Accessing an Application with a Service
The basic step to access a new service is to use kubectl.
$ kubectl expose deployment/nginx --port=80 --type=NodePort
$ kubectl get svc
NAME TYPE CLUSTER-IP EXTERNAL-IP PORT(S) AGE
kubernetes ClusterIP 10.0.0.1 <none> 443/TCP 18h
nginx NodePort 10.0.0.112 <none> 80:31230/TCP 5s$ kubectl get svc nginx -o yaml
apiVersion: v1
kind: Service
...
spec:
clusterIP: 10.0.0.112
ports:
- nodePort: 31230
...Open browser http://Public-IP:31230.
The kubectl expose command created a service for the nginx deployment. This service used port 80 and generated a random port on all the nodes. A particular port and targetPort can also be passed during object creation to avoid random values. The targetPort defaults to the port, but could be set to any value, including a string referring to a port on a backend Pod. Each Pod could have a different port, but traffic is still passed via the name.
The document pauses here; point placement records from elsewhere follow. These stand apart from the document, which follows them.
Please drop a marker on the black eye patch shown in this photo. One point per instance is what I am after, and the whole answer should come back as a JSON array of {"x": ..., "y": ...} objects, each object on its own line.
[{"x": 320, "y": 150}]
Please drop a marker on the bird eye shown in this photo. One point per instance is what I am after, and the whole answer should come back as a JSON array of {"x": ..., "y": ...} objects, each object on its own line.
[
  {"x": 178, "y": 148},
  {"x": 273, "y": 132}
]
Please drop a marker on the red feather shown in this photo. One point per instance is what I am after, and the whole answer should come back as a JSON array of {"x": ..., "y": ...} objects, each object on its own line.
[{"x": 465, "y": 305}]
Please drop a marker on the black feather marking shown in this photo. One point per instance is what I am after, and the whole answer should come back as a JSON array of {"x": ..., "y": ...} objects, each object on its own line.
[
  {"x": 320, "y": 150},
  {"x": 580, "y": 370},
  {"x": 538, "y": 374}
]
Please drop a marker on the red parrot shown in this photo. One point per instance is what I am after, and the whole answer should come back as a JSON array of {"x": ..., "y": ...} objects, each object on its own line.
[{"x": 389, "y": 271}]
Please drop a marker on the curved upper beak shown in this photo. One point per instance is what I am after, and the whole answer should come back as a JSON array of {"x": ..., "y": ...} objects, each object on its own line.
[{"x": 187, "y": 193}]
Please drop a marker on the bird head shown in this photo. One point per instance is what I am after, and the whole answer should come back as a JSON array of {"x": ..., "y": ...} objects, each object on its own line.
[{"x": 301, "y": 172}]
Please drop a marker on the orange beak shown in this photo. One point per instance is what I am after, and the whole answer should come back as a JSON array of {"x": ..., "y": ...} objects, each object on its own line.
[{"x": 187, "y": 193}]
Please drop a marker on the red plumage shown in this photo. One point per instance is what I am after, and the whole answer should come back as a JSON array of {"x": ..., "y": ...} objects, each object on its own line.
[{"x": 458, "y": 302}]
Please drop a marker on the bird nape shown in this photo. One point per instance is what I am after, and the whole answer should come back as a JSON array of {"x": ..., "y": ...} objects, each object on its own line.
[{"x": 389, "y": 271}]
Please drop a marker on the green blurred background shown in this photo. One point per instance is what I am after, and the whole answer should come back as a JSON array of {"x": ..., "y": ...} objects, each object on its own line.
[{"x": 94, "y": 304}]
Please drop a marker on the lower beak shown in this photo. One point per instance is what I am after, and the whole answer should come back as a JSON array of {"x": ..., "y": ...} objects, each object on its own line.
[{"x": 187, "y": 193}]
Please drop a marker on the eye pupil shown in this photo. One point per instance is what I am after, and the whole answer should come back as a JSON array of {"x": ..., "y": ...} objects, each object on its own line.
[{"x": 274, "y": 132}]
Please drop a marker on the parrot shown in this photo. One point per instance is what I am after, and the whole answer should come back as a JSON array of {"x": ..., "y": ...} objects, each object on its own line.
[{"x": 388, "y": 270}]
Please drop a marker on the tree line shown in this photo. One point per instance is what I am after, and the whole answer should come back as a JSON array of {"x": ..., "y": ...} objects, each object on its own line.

Switching traffic to a different port would maintain a client connection, while changing versions of software, for example.
The kubectl get svc command gave you a list of all the existing services, and we saw the nginx service, which was created with an internal cluster IP.
The range of cluster IPs and the range of ports used for the random NodePort are configurable in the API server startup options.
Services can also be used to point to a service in a different namespace, or even a resource outside the cluster, such as a legacy application not yet in Kubernetes.